The very odd film, Up In The Air (2009), has a scene in it where Clooney, whose job it is to fire people, attempts to spin this debilitating experience as an opportunity, but I think they have it wrong. The problem with Bob's job isn't that it didn't follow his dreams, it's that it doesn't use him to his fullest, and in doing so engage him fully. This only links to your dreams if you dream of challenge and growth - many people dream of ease and privilege; your dreams can be as big a trap as anything else. In a job like that it's always going to turn into nine to five plod because the job doesn't ask enough of him.
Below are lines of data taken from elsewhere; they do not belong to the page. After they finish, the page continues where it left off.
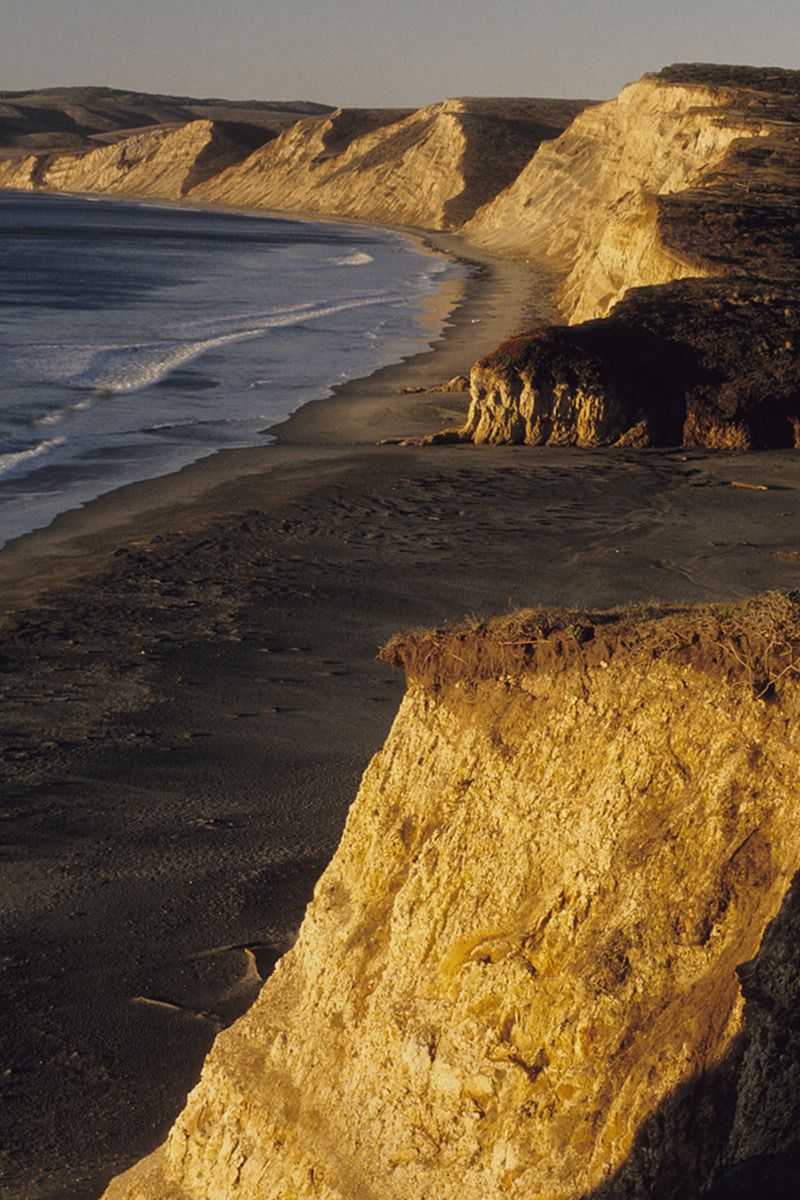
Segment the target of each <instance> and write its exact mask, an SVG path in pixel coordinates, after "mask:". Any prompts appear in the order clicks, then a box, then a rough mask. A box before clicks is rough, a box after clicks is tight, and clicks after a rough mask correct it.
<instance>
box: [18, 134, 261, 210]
mask: <svg viewBox="0 0 800 1200" xmlns="http://www.w3.org/2000/svg"><path fill="white" fill-rule="evenodd" d="M271 137H275V133H273V132H271V131H267V130H263V128H259V127H257V126H253V125H231V124H225V122H219V121H191V122H190V124H188V125H184V126H181V127H179V128H168V127H163V128H154V130H145V131H143V132H142V133H138V134H136V136H134V137H131V138H126V139H125V140H122V142H118V143H116V144H114V145H109V146H103V148H102V149H98V150H91V151H89V152H78V154H66V155H61V154H56V155H52V154H44V155H28V156H26V157H24V158H22V160H7V161H6V162H0V187H17V188H20V190H31V191H32V190H36V188H47V190H48V191H56V192H97V193H101V194H108V196H142V197H158V198H161V199H182V198H184V197H186V196H188V193H190V192H191V191H192V190H193V188H194V187H196V186H198V185H199V184H201V182H203V181H204V180H205V179H206V178H207V176H209V175H213V174H217V173H218V172H219V170H221V169H223V168H224V167H228V166H229V164H230V163H231V162H236V161H241V160H242V158H246V157H247V156H248V155H249V154H251V152H252V151H253V150H254V149H255V148H257V146H260V145H261V144H263V143H264V142H265V140H267V139H269V138H271Z"/></svg>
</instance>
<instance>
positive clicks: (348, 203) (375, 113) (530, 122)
mask: <svg viewBox="0 0 800 1200" xmlns="http://www.w3.org/2000/svg"><path fill="white" fill-rule="evenodd" d="M585 104H587V101H549V100H497V101H493V100H486V98H481V100H451V101H446V102H445V103H441V104H431V106H428V107H427V108H422V109H420V110H419V112H411V113H409V112H408V110H398V109H337V110H336V112H332V113H330V114H327V115H323V116H319V115H313V116H308V118H306V119H302V120H299V121H295V122H293V124H291V125H289V126H288V127H287V128H284V130H283V131H282V132H281V133H279V134H277V136H276V131H275V130H270V128H266V127H264V126H263V125H253V124H249V125H241V124H239V125H230V124H227V122H218V121H213V122H212V121H192V122H190V124H186V125H181V126H180V127H178V128H175V127H174V126H167V125H164V126H156V127H152V128H148V130H143V131H139V132H137V133H136V134H134V136H133V137H130V138H126V139H124V140H121V142H119V140H118V142H116V144H115V145H112V146H103V148H102V149H97V150H91V151H90V152H85V151H80V152H76V154H35V155H29V156H26V157H24V158H22V160H20V158H19V157H16V158H8V160H6V161H5V162H4V161H0V187H19V188H48V190H50V191H72V192H101V193H107V194H112V193H113V194H124V196H150V197H154V196H158V197H162V198H168V199H178V198H186V197H188V198H190V199H192V200H198V202H201V203H209V202H211V203H221V204H235V205H240V206H248V208H271V209H282V210H287V211H305V212H319V214H326V215H336V216H348V217H357V218H362V220H369V221H381V222H392V223H404V224H414V226H419V227H422V228H426V229H455V228H457V227H459V226H461V224H463V223H464V221H467V220H468V218H469V217H470V216H471V215H473V214H474V212H475V210H476V209H477V208H479V206H480V205H482V204H485V203H486V202H487V200H488V199H491V198H492V197H493V196H495V194H497V193H498V191H499V190H500V188H503V187H505V186H506V184H509V182H510V181H511V180H512V179H513V178H515V176H516V175H517V174H518V172H519V170H521V169H522V168H523V166H524V164H525V163H527V162H528V161H529V158H530V156H531V155H533V154H534V151H535V150H536V148H537V146H539V145H540V143H541V142H542V140H543V139H546V138H553V137H557V136H558V134H559V133H560V132H561V131H563V130H564V128H565V126H566V125H569V122H570V121H571V120H572V118H573V116H575V114H576V113H578V112H581V109H582V108H584V107H585Z"/></svg>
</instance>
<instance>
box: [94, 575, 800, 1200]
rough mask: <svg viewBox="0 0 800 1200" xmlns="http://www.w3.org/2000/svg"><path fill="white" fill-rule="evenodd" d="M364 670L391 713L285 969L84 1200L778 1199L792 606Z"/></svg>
mask: <svg viewBox="0 0 800 1200" xmlns="http://www.w3.org/2000/svg"><path fill="white" fill-rule="evenodd" d="M385 653H386V655H387V656H389V658H390V659H391V660H392V661H395V662H397V664H399V665H403V666H404V667H405V671H407V676H408V680H409V688H408V694H407V697H405V700H404V702H403V706H402V708H401V712H399V714H398V716H397V720H396V722H395V726H393V730H392V732H391V734H390V737H389V740H387V743H386V745H385V746H384V749H383V750H381V751H380V754H378V755H377V756H375V758H374V760H373V762H372V764H371V766H369V768H368V770H367V773H366V775H365V779H363V782H362V786H361V790H360V793H359V797H357V799H356V802H355V804H354V806H353V809H351V812H350V815H349V818H348V823H347V829H345V832H344V835H343V839H342V842H341V846H339V848H338V851H337V853H336V857H335V858H333V860H332V863H331V865H330V866H329V869H327V870H326V872H325V875H324V876H323V878H321V880H320V882H319V884H318V887H317V889H315V894H314V899H313V901H312V904H311V906H309V908H308V911H307V916H306V919H305V922H303V925H302V929H301V931H300V936H299V940H297V943H296V946H295V947H294V949H293V950H291V952H290V953H289V954H288V955H287V956H285V958H284V959H283V960H282V961H281V962H279V964H278V966H277V968H276V972H275V974H273V976H272V978H271V979H270V980H269V982H267V984H266V986H265V988H264V990H263V992H261V995H260V997H259V1000H258V1001H257V1002H255V1004H254V1006H253V1008H252V1009H251V1010H249V1012H248V1013H247V1015H246V1016H245V1018H242V1019H240V1021H239V1022H236V1025H234V1026H233V1027H231V1028H230V1030H228V1031H225V1032H224V1033H222V1034H221V1036H219V1037H218V1038H217V1042H216V1044H215V1048H213V1050H212V1052H211V1055H210V1056H209V1058H207V1061H206V1066H205V1068H204V1072H203V1076H201V1079H200V1082H199V1084H198V1086H197V1087H196V1090H194V1091H193V1092H192V1093H191V1096H190V1098H188V1102H187V1105H186V1109H185V1111H184V1114H182V1115H181V1116H180V1118H179V1120H178V1122H176V1124H175V1127H174V1128H173V1130H172V1133H170V1135H169V1139H168V1141H167V1142H166V1145H164V1146H163V1147H162V1148H161V1150H160V1151H157V1152H156V1153H155V1154H154V1156H152V1157H151V1158H150V1159H146V1160H145V1162H144V1163H142V1164H139V1165H138V1166H136V1168H133V1169H132V1170H131V1171H130V1172H127V1174H126V1175H124V1176H121V1177H120V1178H118V1180H116V1181H114V1182H113V1183H112V1186H110V1187H109V1189H108V1192H107V1198H108V1200H121V1198H126V1200H134V1198H136V1200H144V1198H146V1200H156V1198H157V1200H210V1198H219V1200H222V1198H225V1200H229V1198H234V1196H235V1198H241V1200H246V1198H252V1200H255V1198H259V1200H263V1198H265V1196H269V1198H271V1200H272V1198H284V1200H288V1198H293V1200H305V1198H308V1200H311V1198H314V1200H320V1198H323V1200H354V1198H356V1196H357V1198H359V1200H390V1198H397V1200H423V1198H425V1200H428V1198H431V1196H435V1198H437V1200H447V1198H458V1200H487V1198H488V1196H500V1195H507V1196H510V1198H519V1200H522V1198H525V1200H529V1198H530V1196H531V1195H536V1196H540V1198H542V1200H578V1198H589V1196H593V1198H600V1196H602V1198H603V1200H622V1198H626V1200H627V1198H634V1196H636V1198H639V1196H648V1198H661V1196H664V1198H666V1196H675V1195H679V1194H680V1195H684V1196H685V1195H699V1194H700V1192H703V1190H704V1189H705V1188H708V1187H712V1186H717V1187H721V1188H723V1192H722V1193H721V1194H724V1186H726V1181H727V1180H733V1178H739V1180H741V1178H742V1177H746V1176H747V1172H748V1171H750V1170H751V1169H752V1168H753V1164H757V1165H758V1164H760V1165H758V1169H759V1171H760V1175H759V1178H762V1180H763V1178H766V1177H768V1174H769V1172H768V1171H766V1166H769V1165H770V1164H771V1165H772V1166H775V1164H777V1168H776V1169H777V1170H778V1174H781V1172H782V1174H783V1177H786V1171H787V1170H788V1169H789V1168H787V1163H788V1164H790V1163H792V1162H794V1159H793V1156H795V1154H796V1152H798V1116H799V1115H800V1112H799V1106H800V1100H799V1098H798V1097H799V1096H800V1092H799V1091H798V1087H796V1080H798V1078H799V1076H800V1039H799V1037H798V1032H796V1031H798V1015H799V1014H800V959H799V958H798V952H796V937H798V931H799V925H798V920H799V912H800V906H799V905H798V889H796V887H795V888H792V881H793V878H794V877H795V874H796V872H798V869H799V868H800V835H799V833H798V803H796V779H798V774H799V770H800V749H799V746H798V743H796V738H794V733H793V731H794V722H795V720H796V718H798V712H799V708H800V683H799V680H798V672H799V671H800V596H799V595H798V594H792V595H787V594H771V595H766V596H763V598H759V599H757V600H753V601H748V602H746V604H744V605H739V606H736V607H734V608H727V610H711V608H705V610H690V611H662V612H660V613H655V612H649V611H640V612H615V613H579V612H567V613H564V612H561V613H551V612H542V611H534V612H529V613H518V614H515V616H512V617H509V618H504V619H501V620H499V622H494V623H492V624H489V625H473V626H464V628H456V629H451V630H437V631H431V632H420V634H413V635H408V636H407V637H404V638H396V640H395V641H393V642H392V643H390V646H389V647H387V649H386V652H385ZM765 1164H766V1166H765ZM765 1171H766V1174H765ZM793 1178H795V1183H796V1177H794V1176H793ZM763 1194H765V1195H768V1194H770V1193H769V1190H766V1192H764V1193H763ZM775 1194H776V1195H777V1194H778V1193H775Z"/></svg>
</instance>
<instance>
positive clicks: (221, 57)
mask: <svg viewBox="0 0 800 1200" xmlns="http://www.w3.org/2000/svg"><path fill="white" fill-rule="evenodd" d="M678 61H680V62H686V61H692V62H694V61H706V62H748V64H754V65H759V66H787V67H800V2H799V0H764V2H762V4H758V2H757V0H2V2H1V6H0V89H7V90H10V89H17V90H19V89H23V88H44V86H54V85H56V84H107V85H109V86H115V88H132V89H136V90H140V91H162V92H173V94H178V95H192V96H225V97H229V98H255V100H318V101H325V102H327V103H332V104H365V106H377V104H392V106H393V104H399V106H409V107H410V106H415V107H416V106H420V104H425V103H428V102H429V101H433V100H443V98H444V97H446V96H458V95H461V96H469V95H473V96H515V95H516V96H576V97H578V96H590V97H604V96H610V95H614V94H615V92H616V91H619V88H620V86H621V85H622V84H624V83H627V82H630V80H631V79H637V78H638V77H639V76H640V74H643V73H644V72H645V71H654V70H657V68H658V67H661V66H666V65H667V64H668V62H678Z"/></svg>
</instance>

Perhaps following his dreams and becoming a chef might have, but it's the minimalist demands of his work and the salary trap that makes it an existential dead end.
In most cases everyone begins a new job hoping it will become this kind of challenge and provide a life long sense of achievement and direction, and in many cases that dead-end job highlighted in Up In The Air is the result. Most jobs don't want you to give your all, they want you to do what you're told. You're a cog in an organization, not a human being that needs to be realized.
I was watching Moto2 motorcycle racing from last summer over the winter and came across a brilliant interview with John Hopkins, who is into coaching young riders these days. In it John describes how he establishes trust through completely honest interactions and then, using that unpoliticised, transparent communication, creates clear step by step goals for younger riders to develop their confidence and tackle the seemingly impossible job of riding a modern race motorcycle at the limit. There's no mystery to peak performance, but so many organizations struggle to find it. It never seems to happen through committee.
Netflix's The Defiant Ones tells the story of music producers Jimmy Iovine and Dr. Dre. |
Many employers will say that they want to see this sort of commitment but it isn't actually the case. The nature of management in a hierarchical organization means that this kind of full commitment is a threat rather than a usable commodity. They're more interested in everyone supporting the corporate vision than they are in individual expression or differentiation. Before you know it, even in a job where you think professionalism drives some kind of excellence, you're mailing in your job and eagerly looking forward to doing anything else when you clock out.
This came up in the show New Amsterdam as well. The maverick new medical director discovers that there are people in the hospital with forgotten, dead-end jobs that have them doing next to nothing all day. His argument is that the x-ray technician who is collecting a paycheque for doing nothing would rather have a job that means something and helps the hospital save lives ends up being naive. The old guy just wants to sit in his empty office with the dust covered x-ray machine collecting a paycheque until he retires; meaning has nothing to do with it - it's all about the paycheque. He has atrophied into the laziest version of himself in order to keep collecting the paycheque. It's hard not to see this in education as people end their careers in an almost robotic trance, rolling out the same old lessons, doing no extracurriculars and inspiring no one while collecting the highest salary in the building. If they're really crafty they've found a way into an administrative job that doesn't even have the demands of teaching in a classroom.
In a typical year of teaching I have frustrations but I'm usually given enough latitude that we can aim at awesome. These competitions give us a reason to step out of the 'good enough' of EQAO and provincial curriculum and apply ourselves more completely as human beings. I'm often asked how we're able to perform like we do against schools and systems with more money and resources. The short answer is because we throw ourselves into it completely. There is risk in this but what encourages students is that they know I'm as committed to them as they are to the contest. In that trust lies great performance.